Remember, hindsight is 20/20. Now that you know how to architect the code for higher performance for the workload that you have now, you can do it. You haven’t really wasted any time because you didn't have the problem or the experience before. Now that you have both, you can do it right. Maybe you feel that the system should have been designed right in the first place, and now it’s your time being used, not the time of the person that built it, to do it the right way. But you are working on much more pertinent information than whoever designed it in the first place. Remember that the environment and design constraints could have been entirely different when that code was first written, and now it needs to adapt to a new environment and work under new constraints. Your job is to make that happen.

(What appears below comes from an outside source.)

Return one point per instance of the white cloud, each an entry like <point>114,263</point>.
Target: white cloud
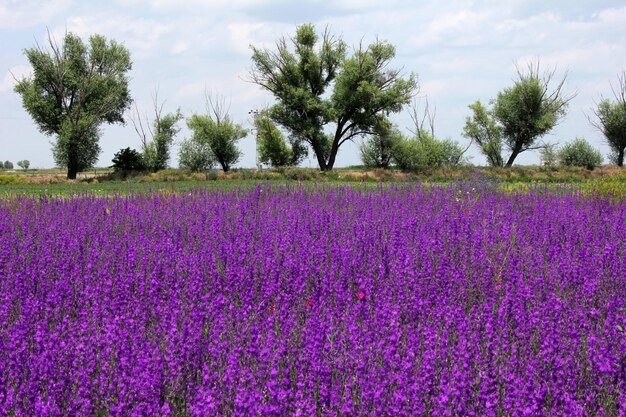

When a system is designed for change, with a healthy test suite and constant doses of refactoring, adding to the system incrementally becomes easy. In contrast, trying to design a huge, complicated system up front is ridiculously hard. Avoid that rabbit hole. When designing a new system, don't think too much about the interaction of lots of features and how the system will behave at scale. You'll never make any progress. You'll be running in circles trying to keep everything in your head at once, or you'll create a mess of design documents that will detail some elaborate system that could never work in real life.

Start small. Think about what the most essential part of the system is, get that part working, and then expand the system. Mold it, slap some more functionality on, refine it, and build it up some more. The process mirrors that of any complex system: art, construction, and even living organisms. They don’t come into existence all at once. They grow and change over time to become complex systems as they mature. But they always start small.